The men were then asked to consider being born with a smaller than normal penis (micropenis) and that their physician recommended a phallic reduction and sex reassignment into a female gender (Kessler; 1995, 7). All but one male objected to surgery, and indicated that having a small phallus is not a justifiable factor for sex reassignment (hence, the John/ Joan case). Kessler’s male study revealed that a cultural expectation of adequate penis size does not constitute a male identity, but rather biology does.
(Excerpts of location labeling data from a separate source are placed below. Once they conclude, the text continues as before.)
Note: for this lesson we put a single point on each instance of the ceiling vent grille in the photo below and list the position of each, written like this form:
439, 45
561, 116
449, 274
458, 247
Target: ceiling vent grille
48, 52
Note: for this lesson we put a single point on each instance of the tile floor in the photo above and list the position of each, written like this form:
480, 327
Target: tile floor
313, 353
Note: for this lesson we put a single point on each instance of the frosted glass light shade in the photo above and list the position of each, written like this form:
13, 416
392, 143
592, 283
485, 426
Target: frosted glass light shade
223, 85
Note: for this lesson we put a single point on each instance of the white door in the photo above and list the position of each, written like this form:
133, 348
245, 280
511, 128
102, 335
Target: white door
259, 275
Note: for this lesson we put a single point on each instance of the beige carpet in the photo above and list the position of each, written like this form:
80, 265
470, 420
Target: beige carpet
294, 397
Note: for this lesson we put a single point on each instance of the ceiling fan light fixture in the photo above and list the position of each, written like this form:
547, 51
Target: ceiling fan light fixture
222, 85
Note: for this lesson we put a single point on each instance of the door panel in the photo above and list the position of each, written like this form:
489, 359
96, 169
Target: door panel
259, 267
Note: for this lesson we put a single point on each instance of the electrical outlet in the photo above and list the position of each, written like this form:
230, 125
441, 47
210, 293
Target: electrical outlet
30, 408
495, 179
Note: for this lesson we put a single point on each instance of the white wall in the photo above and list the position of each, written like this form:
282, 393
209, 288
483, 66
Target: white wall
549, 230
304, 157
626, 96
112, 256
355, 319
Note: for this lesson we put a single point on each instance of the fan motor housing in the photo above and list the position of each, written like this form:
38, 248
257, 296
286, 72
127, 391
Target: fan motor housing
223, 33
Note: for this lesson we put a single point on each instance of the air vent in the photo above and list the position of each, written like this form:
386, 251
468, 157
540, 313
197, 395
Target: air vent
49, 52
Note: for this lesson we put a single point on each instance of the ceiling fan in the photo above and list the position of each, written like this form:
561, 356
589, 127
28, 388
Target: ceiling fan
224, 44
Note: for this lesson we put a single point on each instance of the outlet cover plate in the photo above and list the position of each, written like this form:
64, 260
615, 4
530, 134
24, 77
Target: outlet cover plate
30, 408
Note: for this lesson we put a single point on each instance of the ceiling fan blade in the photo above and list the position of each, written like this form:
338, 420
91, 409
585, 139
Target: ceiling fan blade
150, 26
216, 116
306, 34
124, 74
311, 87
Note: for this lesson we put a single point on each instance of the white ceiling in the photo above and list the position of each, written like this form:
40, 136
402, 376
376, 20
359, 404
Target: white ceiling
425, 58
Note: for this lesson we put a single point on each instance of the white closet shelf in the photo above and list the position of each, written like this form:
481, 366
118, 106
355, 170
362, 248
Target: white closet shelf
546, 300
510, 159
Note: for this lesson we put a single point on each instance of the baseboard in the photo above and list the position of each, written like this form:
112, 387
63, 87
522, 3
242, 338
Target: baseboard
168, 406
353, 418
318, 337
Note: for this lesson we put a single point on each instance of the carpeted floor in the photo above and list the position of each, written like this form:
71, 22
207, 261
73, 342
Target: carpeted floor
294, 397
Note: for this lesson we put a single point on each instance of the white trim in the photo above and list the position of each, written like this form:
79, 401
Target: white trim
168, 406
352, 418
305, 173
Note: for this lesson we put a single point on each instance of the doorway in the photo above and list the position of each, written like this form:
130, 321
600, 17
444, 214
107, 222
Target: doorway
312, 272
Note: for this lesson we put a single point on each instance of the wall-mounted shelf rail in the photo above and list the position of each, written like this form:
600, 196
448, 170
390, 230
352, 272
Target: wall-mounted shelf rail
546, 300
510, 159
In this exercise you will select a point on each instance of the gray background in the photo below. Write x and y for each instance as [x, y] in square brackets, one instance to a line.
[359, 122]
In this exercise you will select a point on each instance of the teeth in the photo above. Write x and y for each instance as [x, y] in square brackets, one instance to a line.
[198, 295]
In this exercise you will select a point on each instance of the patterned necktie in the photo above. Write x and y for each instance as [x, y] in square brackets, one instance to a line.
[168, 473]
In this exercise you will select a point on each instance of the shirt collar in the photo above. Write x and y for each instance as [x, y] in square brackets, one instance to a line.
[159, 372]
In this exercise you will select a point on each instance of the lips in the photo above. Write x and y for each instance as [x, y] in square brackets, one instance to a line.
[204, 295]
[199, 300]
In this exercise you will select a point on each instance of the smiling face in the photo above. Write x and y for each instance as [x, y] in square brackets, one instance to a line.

It has not been determined whether medical or surgical treatment will be beneficial to intersexed psychosocial problems. However, intersexed persons are coming forward to protest biomedicine’s “compassion” to “normalize” their genitalia. If intersexuality is non-life threaten, then reconstructive genital surgery only perpetuates, the all too familiar, male/female dichotomy. The medical professionals, as authorities, are giving the power to define maleness and femaleness, and the criteria for normal genitalia. Natural variations in genitalia are now medicalized; because genital ambiguity defies what biomedicine considers normal. Clearly, society will only accept the bi-polar male and female genders. But, I propose this: if genital ambiguity only threatens the comfort level of the physician to designate the child’s gender role, then why not wait until intersexed children are able to express what identity suits them? It’s their genitalia after all.
Bibliography
1. Auleb, Ann. Lecture Giude and Work Book: Biology 330 Human Sexuality. San Francisco State University: Edan Program, 2004. 96-123.
2. Dreger, A. Domurat. 1998. ‘Ambiguous sex’–or ambivalent medicine? Hastings Center Report, 28 (3), 1-10.
3. Dreger, A. Domurat. Hermaphrodites and the Medical Invention of Sex. Cambridge: Harvard University Press, 1998. 23-77.
4. Fausto-Sterling, Anne. Sexing the Body: Gender Politics and the Construction of Sexuality. New York: Basic Books, 2000. 75-109.
5. Freund, Peter, Meredith B. McGuire, and Linda S. Podhurst. Sociology of Health and Illness. 4th ed. New Jersey: Nacy Roberts, 2003. 224-253.
6. Haas, Kate. 2004. Who Will Make Room for the Intersexed? American Journal of Law and Medicine, Volume 3, Number 1: 41-50.
7. Kessler, Suzanne. Meanings of Gender Variability Constructs of Sex and Gender. Purchase College, State University of New York, 1995. 1-7.
8. Simpson M.D, Joe Leigh. Disorders of Sexual Differentiation: Etiology and Clinical Delineation. New York: Academic Press, 1976. 198-212.
9. White, Kevin. Sociology of Health and Illness. London: SAGE Publications, 2002. 34-40.